The rise and fall of marijuana stocks has gotten a lot of attention, with some investors having gotten into cannabis companies at exactly the wrong time. Since the legalization of recreational pot in Canada just last month, many fast-growing marijuana producers have seen their shares lose 30% or more of their value, and some fear that more obstacles could lead to further declines.
Yet amid this negative sentiment among cannabis investors, one marijuana stock stands out as having not only avoided a big pullback but pushed upward toward new highs. The secret of this company is that rather than trying to grow marijuana itself, it instead provides vital assistance to producers in the industry by offering them one of the most important resources they need in order to succeed. As a result, despite the pressures on the companies that cultivate and grow cannabis, this marijuana play has remained successful -- and could remain so for the foreseeable future.
Giving cannabis companies what they need most
If you want to grow marijuana, the one thing you need is space. The companies that have made the biggest splash in the marijuana industry are the ones with the largest production, and most of the leading players in the space have ambitious plans to build state-of-the-art greenhouses and other facilities in order to boost capacity that much further.
That strategy's fine for a company like Canopy Growth (NYSE:CGC), which has attracted billions in investment from a major beverage giant. But for an up-and-coming new cannabis grower with limited access to capital, it's far easier to turn to Innovative Industrial Properties (NYSE:IIPR) to get the space they need.
Innovative Industrial Properties is a real estate investment trust (REIT) that specializes in developing and leasing out production facilities for medical marijuana. Based in San Diego, Innovative Industrial has capitalized on the growing number of states in which cannabis for medical use is legal, attracting investment from shareholders and then working collaboratively with marijuana producers to find real estate assets that will meet their needs.

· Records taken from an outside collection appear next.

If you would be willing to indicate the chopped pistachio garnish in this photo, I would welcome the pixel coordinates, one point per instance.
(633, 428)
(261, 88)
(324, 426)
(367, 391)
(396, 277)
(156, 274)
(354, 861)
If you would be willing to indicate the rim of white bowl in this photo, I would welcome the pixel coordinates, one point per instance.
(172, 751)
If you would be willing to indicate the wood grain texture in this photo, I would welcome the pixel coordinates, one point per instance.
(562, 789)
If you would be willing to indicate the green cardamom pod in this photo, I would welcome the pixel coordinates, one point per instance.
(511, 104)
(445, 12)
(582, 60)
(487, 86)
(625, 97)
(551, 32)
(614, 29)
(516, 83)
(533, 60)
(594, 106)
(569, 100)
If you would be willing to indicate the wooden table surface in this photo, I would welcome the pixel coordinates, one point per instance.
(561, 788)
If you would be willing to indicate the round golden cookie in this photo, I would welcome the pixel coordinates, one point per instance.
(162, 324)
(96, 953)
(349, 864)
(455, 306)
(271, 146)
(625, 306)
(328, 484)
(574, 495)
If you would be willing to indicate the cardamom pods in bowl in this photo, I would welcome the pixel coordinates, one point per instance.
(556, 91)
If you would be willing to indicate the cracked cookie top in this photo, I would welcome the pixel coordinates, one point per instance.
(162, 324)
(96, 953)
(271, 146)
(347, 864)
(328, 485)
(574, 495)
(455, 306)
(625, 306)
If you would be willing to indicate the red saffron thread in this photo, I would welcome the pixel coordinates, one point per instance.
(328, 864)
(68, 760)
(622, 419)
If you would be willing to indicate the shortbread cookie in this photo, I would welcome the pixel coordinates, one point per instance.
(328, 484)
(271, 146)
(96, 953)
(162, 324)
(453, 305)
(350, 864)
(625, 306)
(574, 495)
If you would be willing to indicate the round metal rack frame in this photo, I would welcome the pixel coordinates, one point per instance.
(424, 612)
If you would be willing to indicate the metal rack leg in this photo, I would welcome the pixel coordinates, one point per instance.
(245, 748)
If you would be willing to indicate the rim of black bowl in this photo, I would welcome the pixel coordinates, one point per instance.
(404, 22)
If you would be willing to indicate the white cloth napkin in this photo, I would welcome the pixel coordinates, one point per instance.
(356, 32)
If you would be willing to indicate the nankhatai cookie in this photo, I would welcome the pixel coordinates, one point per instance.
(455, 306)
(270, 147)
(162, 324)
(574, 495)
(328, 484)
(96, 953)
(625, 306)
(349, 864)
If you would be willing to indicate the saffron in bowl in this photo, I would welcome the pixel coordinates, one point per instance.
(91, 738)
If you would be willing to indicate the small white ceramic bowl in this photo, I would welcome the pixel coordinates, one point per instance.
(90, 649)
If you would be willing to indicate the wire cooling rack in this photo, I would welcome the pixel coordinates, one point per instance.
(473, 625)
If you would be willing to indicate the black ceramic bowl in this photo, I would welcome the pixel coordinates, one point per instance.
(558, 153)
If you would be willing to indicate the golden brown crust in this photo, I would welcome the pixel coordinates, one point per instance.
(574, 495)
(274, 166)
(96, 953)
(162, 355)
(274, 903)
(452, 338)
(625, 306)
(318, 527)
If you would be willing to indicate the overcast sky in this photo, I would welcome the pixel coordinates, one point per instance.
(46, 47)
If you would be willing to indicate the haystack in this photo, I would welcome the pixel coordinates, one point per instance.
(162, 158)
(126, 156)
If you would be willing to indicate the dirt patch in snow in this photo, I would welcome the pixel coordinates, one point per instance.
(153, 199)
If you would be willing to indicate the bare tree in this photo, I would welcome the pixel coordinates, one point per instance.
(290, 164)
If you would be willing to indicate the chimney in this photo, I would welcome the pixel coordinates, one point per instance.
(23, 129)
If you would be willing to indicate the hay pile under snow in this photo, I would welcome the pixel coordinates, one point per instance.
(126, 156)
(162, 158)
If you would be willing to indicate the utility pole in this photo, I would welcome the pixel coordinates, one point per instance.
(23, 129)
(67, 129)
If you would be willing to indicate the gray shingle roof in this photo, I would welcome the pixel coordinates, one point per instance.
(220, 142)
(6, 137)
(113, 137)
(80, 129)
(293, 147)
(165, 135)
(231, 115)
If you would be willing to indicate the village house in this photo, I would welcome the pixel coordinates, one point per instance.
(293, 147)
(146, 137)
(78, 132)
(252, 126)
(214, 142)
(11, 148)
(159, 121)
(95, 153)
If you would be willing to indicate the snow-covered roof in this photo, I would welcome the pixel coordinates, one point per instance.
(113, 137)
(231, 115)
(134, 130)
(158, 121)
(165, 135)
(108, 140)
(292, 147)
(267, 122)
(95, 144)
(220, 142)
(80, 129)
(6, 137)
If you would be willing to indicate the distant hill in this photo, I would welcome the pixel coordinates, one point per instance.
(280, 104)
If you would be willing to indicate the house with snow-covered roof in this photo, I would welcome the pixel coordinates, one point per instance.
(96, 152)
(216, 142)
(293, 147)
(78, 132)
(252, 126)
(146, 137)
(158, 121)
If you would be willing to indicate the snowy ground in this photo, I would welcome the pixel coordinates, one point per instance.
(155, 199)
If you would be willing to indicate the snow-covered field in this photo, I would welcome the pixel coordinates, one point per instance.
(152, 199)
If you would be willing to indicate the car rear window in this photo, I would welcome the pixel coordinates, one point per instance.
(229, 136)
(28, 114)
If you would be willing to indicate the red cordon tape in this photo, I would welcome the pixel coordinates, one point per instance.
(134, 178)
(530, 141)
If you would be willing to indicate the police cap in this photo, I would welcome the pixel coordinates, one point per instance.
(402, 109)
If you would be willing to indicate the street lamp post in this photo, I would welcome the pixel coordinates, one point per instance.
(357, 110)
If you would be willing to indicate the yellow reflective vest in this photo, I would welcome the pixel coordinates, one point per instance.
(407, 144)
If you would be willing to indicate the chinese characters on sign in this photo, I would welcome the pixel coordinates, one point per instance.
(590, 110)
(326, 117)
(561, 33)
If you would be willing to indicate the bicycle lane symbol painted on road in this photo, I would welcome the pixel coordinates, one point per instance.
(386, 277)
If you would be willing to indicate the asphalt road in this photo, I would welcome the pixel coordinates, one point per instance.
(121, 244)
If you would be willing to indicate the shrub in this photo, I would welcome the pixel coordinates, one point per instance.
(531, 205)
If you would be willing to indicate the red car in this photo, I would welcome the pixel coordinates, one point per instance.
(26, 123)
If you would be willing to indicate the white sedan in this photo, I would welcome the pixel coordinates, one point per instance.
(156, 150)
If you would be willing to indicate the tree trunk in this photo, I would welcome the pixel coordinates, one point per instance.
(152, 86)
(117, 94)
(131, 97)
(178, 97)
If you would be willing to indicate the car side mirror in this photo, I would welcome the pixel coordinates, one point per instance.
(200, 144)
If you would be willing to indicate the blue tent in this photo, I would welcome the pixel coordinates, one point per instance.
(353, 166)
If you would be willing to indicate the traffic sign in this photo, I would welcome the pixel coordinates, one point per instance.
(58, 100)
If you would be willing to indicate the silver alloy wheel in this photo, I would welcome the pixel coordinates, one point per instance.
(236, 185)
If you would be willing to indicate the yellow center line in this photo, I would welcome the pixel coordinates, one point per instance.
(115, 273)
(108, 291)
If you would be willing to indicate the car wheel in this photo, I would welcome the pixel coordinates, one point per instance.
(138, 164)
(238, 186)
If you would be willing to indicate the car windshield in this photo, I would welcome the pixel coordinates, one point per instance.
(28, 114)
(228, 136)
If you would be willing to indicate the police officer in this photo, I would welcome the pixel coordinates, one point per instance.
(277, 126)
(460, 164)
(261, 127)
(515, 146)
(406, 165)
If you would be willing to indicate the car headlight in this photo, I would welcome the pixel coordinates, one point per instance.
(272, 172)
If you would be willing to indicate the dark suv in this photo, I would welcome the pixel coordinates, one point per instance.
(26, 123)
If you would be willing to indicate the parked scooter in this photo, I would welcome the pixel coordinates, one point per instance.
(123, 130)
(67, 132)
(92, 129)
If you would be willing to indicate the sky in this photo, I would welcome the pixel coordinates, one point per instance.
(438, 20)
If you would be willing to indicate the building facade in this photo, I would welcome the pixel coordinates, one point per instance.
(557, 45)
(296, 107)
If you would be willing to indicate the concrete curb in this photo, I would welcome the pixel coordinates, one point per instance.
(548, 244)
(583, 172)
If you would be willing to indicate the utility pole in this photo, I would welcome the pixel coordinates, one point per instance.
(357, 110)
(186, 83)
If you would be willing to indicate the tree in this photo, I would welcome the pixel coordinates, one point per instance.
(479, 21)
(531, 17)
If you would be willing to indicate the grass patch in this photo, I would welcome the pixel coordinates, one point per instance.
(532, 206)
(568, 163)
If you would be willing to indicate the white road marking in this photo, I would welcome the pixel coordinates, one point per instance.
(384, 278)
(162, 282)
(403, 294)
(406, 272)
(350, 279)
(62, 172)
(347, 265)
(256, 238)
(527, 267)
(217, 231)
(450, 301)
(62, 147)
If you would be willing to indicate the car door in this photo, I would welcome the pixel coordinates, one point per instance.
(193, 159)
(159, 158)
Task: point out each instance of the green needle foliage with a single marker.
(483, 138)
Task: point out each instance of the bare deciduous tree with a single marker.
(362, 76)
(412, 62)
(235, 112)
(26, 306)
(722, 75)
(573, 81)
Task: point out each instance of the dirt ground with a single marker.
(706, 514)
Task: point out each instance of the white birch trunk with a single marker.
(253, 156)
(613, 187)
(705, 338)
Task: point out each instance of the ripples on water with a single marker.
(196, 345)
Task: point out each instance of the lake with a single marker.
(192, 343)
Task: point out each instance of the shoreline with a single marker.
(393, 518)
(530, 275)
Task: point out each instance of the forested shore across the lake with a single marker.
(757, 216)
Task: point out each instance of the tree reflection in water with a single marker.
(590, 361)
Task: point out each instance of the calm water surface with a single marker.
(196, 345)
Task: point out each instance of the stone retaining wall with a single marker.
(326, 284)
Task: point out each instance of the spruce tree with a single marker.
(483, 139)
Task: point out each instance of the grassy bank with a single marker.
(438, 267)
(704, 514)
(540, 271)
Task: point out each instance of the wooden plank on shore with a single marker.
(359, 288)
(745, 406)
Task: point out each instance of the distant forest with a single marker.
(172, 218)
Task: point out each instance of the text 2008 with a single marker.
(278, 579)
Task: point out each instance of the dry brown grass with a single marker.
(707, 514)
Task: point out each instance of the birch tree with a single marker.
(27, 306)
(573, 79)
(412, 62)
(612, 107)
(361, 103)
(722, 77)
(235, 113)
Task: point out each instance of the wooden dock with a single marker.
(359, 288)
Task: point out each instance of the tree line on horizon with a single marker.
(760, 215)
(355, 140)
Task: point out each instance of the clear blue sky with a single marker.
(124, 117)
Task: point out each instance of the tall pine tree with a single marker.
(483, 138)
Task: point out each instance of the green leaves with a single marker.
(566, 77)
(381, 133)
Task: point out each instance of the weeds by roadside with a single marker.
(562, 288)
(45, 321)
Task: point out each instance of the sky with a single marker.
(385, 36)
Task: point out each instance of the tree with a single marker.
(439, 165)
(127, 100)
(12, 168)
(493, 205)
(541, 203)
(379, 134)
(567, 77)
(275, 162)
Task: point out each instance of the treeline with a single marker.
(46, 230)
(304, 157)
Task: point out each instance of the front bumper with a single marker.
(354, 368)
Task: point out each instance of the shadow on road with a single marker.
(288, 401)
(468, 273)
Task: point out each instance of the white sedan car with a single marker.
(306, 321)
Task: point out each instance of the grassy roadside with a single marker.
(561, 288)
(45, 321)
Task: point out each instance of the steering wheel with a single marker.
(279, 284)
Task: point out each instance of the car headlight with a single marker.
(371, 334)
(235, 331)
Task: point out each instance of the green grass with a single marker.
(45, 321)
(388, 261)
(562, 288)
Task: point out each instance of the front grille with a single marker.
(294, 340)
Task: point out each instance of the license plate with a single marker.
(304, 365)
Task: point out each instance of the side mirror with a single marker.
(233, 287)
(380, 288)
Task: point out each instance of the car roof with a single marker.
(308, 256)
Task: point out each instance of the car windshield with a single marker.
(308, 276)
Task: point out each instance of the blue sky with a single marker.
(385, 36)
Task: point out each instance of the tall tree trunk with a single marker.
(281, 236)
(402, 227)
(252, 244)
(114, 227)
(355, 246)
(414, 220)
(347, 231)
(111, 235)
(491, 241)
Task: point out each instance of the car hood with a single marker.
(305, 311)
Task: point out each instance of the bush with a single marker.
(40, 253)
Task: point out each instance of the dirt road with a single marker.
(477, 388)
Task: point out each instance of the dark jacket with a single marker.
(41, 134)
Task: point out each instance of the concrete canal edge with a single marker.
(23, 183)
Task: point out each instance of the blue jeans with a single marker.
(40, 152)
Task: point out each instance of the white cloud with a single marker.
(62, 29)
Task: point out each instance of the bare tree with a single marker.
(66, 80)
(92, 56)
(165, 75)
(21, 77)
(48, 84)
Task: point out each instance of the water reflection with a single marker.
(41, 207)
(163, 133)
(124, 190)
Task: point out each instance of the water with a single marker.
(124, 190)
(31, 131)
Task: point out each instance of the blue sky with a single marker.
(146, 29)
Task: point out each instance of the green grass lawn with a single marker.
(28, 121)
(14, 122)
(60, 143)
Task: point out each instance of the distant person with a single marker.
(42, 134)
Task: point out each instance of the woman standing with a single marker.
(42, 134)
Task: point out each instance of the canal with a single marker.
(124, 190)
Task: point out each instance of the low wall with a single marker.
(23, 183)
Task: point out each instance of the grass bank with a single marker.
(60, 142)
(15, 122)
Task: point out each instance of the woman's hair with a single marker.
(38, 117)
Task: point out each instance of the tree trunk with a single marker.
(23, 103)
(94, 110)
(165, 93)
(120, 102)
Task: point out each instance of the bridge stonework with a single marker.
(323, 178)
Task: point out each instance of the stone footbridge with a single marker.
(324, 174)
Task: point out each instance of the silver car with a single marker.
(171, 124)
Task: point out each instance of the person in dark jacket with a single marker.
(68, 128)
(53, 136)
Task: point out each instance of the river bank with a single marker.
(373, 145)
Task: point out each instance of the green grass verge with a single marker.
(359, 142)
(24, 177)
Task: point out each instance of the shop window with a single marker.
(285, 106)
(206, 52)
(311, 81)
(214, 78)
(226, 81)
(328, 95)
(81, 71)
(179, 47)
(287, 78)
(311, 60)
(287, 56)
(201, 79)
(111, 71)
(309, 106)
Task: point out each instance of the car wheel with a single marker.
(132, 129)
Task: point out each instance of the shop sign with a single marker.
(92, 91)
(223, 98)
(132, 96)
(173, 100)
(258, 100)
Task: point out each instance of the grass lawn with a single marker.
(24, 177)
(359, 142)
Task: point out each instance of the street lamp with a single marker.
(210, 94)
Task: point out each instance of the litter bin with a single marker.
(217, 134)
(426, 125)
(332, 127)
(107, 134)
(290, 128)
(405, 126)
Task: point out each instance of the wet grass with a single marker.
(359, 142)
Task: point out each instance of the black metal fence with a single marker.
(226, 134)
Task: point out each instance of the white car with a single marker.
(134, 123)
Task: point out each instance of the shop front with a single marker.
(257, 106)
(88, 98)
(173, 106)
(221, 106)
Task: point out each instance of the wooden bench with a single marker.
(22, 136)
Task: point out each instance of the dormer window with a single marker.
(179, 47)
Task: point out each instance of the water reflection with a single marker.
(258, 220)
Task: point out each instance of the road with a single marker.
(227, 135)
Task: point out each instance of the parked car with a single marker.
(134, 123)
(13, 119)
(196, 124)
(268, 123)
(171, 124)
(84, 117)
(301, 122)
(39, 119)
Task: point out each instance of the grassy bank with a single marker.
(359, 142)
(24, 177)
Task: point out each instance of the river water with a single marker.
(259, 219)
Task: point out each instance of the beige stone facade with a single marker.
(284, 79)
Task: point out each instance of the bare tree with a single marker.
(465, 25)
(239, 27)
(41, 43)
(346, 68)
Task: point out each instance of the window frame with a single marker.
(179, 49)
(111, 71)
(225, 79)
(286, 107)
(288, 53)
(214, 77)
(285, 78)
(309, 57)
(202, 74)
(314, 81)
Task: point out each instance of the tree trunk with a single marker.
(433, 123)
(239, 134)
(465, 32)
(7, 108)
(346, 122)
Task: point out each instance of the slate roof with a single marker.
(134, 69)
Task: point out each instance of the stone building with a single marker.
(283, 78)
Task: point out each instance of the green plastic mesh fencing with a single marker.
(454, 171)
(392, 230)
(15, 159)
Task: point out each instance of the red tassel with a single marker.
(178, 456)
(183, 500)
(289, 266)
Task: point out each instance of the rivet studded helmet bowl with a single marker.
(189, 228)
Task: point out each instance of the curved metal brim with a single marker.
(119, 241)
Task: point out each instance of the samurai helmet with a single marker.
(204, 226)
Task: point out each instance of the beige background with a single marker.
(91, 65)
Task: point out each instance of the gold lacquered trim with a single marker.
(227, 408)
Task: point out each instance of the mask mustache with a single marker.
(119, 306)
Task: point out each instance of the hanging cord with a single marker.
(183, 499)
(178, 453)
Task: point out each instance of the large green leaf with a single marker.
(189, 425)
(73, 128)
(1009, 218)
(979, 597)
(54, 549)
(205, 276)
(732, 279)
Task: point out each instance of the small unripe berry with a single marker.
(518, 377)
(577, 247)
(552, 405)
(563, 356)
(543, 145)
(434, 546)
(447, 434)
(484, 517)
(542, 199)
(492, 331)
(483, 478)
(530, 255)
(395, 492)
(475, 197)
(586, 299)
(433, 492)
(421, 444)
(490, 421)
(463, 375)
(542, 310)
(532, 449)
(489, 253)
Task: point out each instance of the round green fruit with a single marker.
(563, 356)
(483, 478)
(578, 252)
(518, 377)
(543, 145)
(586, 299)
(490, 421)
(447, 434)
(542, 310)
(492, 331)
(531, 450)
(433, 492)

The marijuana REIT's business model works in two ways. For clients that are just getting into the business, Innovative Industrial can work to find the ideal space to meet their needs and then work out arrangements for a long-term lease relationship. For more mature marijuana companies that have already built out facilities of their own, Innovative Industrial can enter into sale-and-leaseback transactions, whereby the REIT buys the real estate from the cannabis company in exchange for a long-term lease.
Why Innovative Industrial deserves attention
Despite being just two years old, Innovative Industrial has already stood out in the marijuana investing universe. Some of its biggest accomplishments include:
- Paying a dividend. As an REIT, Innovative Industrial is required to pay 90% of its taxable income to shareholders. That's led to six quarterly dividend payments so far, and the amount of those dividends has already more than doubled since its first payment in mid-2017, including a 40% increase just last quarter that gives the stock a 2.7% dividend yield.
- Building up assets. Innovative Industrial has reported recent acquisitions in Massachusetts, Michigan, and Colorado, giving it 10 facilities in eight different states. All of them are fully occupied, with lease terms averaging almost 15 years, and the REIT is optimistic about its future pipeline.
- Attractive lease terms. Upstart cannabis companies have fairly high credit risk from a landlord's perspective, but Innovative Industrial has done a good job of securing good deals with its tenants. Rents typically begin at roughly 10% to 16% of the REIT's investment in the property, and Innovative Industrial builds in escalation clauses for 3% to 4.5% annual rent increases to share in its tenants' long-term success.
Those early results have led to strong stock performance. The REIT's shares have soared more than 160% in the last year, and in the past six weeks, Innovative Industrial is up 17% in a period in which most cannabis-related investments have posted much larger losses.
A promising beginning
Even with its success thus far, Innovative Industrial is just getting started. The company raised more than $100 million in a secondary stock offering recently, and despite its recent investments, the REIT still had more than $50 million in cash on its balance sheet as of Sept. 30. Given the potential to expand more broadly to serve a rising number of marijuana growers, Innovative Industrial is making its case to be the pure-play cannabis real estate investment.
When most stocks in an industry are down, it pays to look at how winners are bucking the trend. Innovative Industrial has found a creative way to support its cannabis-company clients, and that's what's making it a marijuana stock to pay attention to in the months and years to come.